🤖 AI Summary
To address the significant degradation in object detection performance under adverse weather conditions—such as fog and low illumination—this paper proposes an image-adaptive detection framework. The core innovation lies in a dual differentiable filter design: a Bézier-curve pixel-wise (BPW) filter for nonlinear pixel-level enhancement, and a kernel-based local (KBL) filter for spatially adaptive convolution; both are seamlessly integrated into the YOLOv3 pipeline and jointly optimized in an end-to-end trainable manner. Furthermore, we introduce a domain-agnostic BPW data augmentation strategy that requires no manual parameter tuning or scene-specific customization. Extensive experiments on multiple adverse-weather benchmarks demonstrate consistent superiority over state-of-the-art methods, achieving mAP gains of 3.2–5.8%. The framework exhibits strong generalization, robustness to diverse weather degradations, and real-time inference speed (≥23 FPS).
📝 Abstract
We propose an image-adaptive object detection method for adverse weather conditions such as fog and low-light.

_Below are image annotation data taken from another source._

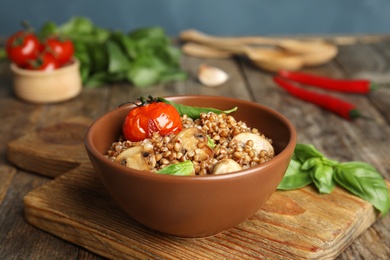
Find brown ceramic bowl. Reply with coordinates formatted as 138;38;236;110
85;96;296;238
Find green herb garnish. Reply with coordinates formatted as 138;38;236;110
278;144;390;216
157;160;195;176
39;16;187;87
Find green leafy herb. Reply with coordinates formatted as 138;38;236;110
278;144;390;216
157;160;195;176
278;159;313;190
39;16;187;87
158;97;237;119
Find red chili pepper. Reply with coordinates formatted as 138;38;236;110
278;70;378;94
273;76;362;120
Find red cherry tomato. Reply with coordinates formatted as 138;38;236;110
24;51;59;71
6;31;40;66
122;99;183;142
45;37;74;65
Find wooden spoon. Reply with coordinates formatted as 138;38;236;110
180;30;337;54
193;42;303;71
182;42;337;70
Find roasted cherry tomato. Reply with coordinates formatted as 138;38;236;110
23;51;59;71
6;31;41;66
122;98;182;142
44;36;74;65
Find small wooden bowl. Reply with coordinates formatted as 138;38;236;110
11;59;82;104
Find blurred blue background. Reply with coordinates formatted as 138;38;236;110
0;0;390;36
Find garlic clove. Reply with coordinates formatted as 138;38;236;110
198;64;229;87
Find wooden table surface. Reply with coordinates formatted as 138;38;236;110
0;37;390;259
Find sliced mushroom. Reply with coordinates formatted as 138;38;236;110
231;133;274;155
115;146;156;171
211;158;242;174
173;127;214;161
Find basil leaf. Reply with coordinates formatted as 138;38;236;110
294;144;324;163
310;164;336;193
302;157;322;170
157;160;195;176
278;159;312;190
334;162;390;216
157;97;237;119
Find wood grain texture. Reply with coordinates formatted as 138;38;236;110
7;117;92;177
24;164;390;259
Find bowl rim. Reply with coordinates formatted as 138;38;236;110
84;95;297;182
10;57;80;77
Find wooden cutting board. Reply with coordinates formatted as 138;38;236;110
7;117;390;259
7;117;92;177
24;164;390;259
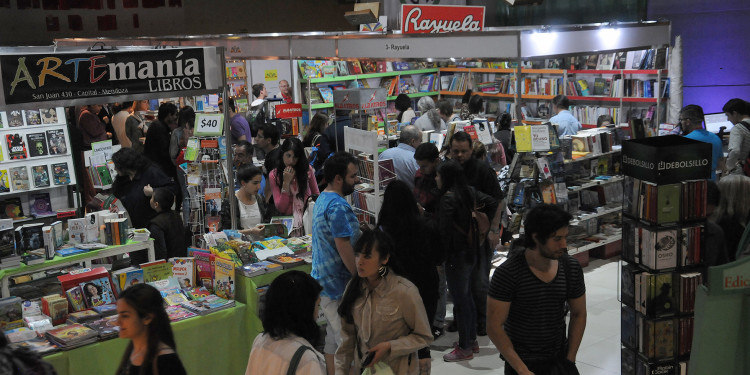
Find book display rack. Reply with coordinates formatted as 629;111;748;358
620;136;711;374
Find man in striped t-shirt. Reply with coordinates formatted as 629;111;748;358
487;205;586;375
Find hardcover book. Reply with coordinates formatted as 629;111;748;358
39;108;59;125
23;109;42;125
5;133;27;160
46;129;68;155
26;133;48;158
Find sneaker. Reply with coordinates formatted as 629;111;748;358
443;346;474;362
445;319;458;332
453;340;479;353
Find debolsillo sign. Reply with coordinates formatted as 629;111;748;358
0;48;213;104
401;4;484;34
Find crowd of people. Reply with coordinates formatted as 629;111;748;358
55;84;750;374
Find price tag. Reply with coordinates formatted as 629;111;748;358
194;113;224;136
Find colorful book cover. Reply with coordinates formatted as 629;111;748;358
141;262;172;282
5;133;27;160
46;129;68;155
169;257;195;289
214;257;236;299
78;276;117;308
0;197;26;220
0;169;10;193
26;133;48;158
23;109;42;125
52;162;70;185
8;111;23;128
29;193;55;217
39;108;59;125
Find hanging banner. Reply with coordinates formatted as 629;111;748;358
274;103;302;118
401;4;484;34
0;48;223;104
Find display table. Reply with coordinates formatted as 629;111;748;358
235;264;312;345
44;302;250;375
0;239;155;298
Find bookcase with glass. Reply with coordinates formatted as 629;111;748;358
621;135;711;374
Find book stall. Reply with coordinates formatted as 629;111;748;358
0;47;268;374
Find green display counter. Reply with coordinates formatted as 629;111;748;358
235;264;312;340
44;304;250;375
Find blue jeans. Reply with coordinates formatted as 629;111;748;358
432;263;448;328
445;253;477;349
471;248;492;328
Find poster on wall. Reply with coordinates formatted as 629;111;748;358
0;47;223;105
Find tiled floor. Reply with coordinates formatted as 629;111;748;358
432;258;620;375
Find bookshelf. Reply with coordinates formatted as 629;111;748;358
620;135;711;374
0;103;80;223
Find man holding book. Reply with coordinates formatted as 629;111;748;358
487;204;586;375
311;152;361;375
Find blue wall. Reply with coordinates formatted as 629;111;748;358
648;0;750;113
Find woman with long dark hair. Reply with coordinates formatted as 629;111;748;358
268;138;320;235
378;181;444;373
117;284;186;375
245;271;326;375
436;159;498;362
336;229;432;375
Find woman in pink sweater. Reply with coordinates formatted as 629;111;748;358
269;138;320;236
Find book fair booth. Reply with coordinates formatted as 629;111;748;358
0;22;747;374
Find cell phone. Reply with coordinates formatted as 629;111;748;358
362;352;375;367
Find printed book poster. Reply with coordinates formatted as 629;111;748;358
214;257;235;299
0;169;10;193
9;166;31;191
5;134;26;160
26;133;47;158
8;111;23;128
79;277;117;308
29;193;55;217
23;109;42;125
52;162;70;185
47;129;68;155
39;108;58;125
31;164;49;188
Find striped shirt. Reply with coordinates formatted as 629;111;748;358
488;252;586;361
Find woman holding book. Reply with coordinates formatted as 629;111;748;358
221;164;269;237
245;271;326;375
436;159;498;362
335;229;432;375
268;138;320;236
117;284;187;375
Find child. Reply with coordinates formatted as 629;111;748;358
148;188;187;259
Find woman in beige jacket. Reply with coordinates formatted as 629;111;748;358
335;230;432;375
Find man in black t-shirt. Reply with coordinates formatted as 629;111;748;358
487;204;586;375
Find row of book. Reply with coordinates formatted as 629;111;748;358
624;177;708;224
622;219;705;270
621;264;703;318
0;162;70;194
621;306;695;361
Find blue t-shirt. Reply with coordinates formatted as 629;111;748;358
685;129;724;181
311;191;360;300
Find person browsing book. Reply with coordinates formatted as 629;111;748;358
245;270;326;375
336;229;432;375
221;164;269;237
116;284;187;375
268;138;320;236
436;159;498;362
487;204;586;375
310;151;360;375
549;95;581;136
148;188;187;259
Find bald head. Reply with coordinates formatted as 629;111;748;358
398;125;422;148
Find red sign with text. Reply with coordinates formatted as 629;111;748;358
276;104;302;118
401;4;484;34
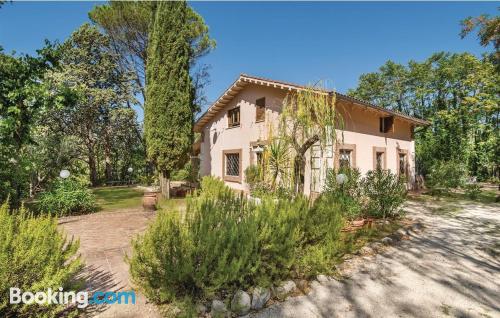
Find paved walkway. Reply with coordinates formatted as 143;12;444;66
59;210;160;318
252;202;500;318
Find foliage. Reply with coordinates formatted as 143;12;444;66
460;10;500;70
278;85;340;193
38;179;97;216
463;183;481;200
324;168;363;220
0;42;69;205
92;187;144;211
349;52;500;179
47;24;140;186
144;2;194;195
129;177;343;302
296;195;344;277
426;161;467;194
363;169;407;219
0;203;82;317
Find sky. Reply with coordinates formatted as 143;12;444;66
0;1;499;115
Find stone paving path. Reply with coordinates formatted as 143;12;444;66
251;202;500;318
59;210;161;318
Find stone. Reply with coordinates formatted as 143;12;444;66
274;280;297;300
210;299;229;318
316;275;329;284
297;279;309;293
370;242;384;252
252;287;271;310
396;228;408;237
231;290;251;316
382;237;393;245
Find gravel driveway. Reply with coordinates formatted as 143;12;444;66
252;202;500;318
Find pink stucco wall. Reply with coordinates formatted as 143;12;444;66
200;84;415;194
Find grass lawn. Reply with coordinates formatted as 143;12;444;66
93;187;143;211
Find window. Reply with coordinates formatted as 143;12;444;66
339;149;352;168
311;145;321;192
255;97;266;122
222;149;241;182
379;116;394;133
255;151;264;166
375;152;384;170
373;147;387;170
227;107;240;127
336;144;356;169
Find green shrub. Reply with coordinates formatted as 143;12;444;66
129;178;343;302
38;179;97;216
463;182;481;200
297;195;344;278
324;168;363;220
363;169;407;218
426;161;467;195
0;203;82;317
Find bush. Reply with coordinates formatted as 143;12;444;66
324;168;363;220
129;178;342;302
363;169;407;218
464;183;481;200
426;161;467;195
38;179;97;216
0;203;82;317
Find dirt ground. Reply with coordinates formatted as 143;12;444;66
59;209;161;318
252;201;500;318
60;201;500;317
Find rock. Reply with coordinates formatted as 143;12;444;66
231;290;251;316
252;287;271;309
274;280;297;300
195;303;207;316
316;275;329;284
382;237;394;245
210;299;229;318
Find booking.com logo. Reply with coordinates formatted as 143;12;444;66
9;287;135;308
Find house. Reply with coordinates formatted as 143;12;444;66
194;74;428;195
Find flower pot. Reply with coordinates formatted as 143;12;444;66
142;192;158;211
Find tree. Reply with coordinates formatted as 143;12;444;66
48;24;134;186
0;43;66;204
278;87;340;193
144;1;194;198
460;14;500;68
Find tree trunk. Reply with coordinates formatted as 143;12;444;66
104;142;113;181
159;170;170;199
293;154;306;194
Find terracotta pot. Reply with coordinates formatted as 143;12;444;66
351;219;365;227
142;192;158;211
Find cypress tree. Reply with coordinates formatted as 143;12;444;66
144;1;194;198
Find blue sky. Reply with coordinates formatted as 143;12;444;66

Our framework employs differentiable preprocessing filters to perform image enhancement suitable for later-stage object detections. Our framework introduces two differentiable filters: a B'ezier curve-based pixel-wise (BPW) filter and a kernel-based local (KBL) filter. These filters unify the functions of classical image processing filters and improve performance of object detection. We also propose a domain-agnostic data augmentation strategy using the BPW filter. Our method does not require data-specific customization of the filter combinations, parameter ranges, and data augmentation. We evaluate our proposed approach, called Enhanced Robustness by Unified Image Processing (ERUP)-YOLO, by applying it to the YOLOv3 detector. Experiments on adverse weather datasets demonstrate that our proposed filters match or exceed the expressiveness of conventional methods and our ERUP-YOLO achieved superior performance in a wide range of adverse weather conditions, including fog and low-light conditions.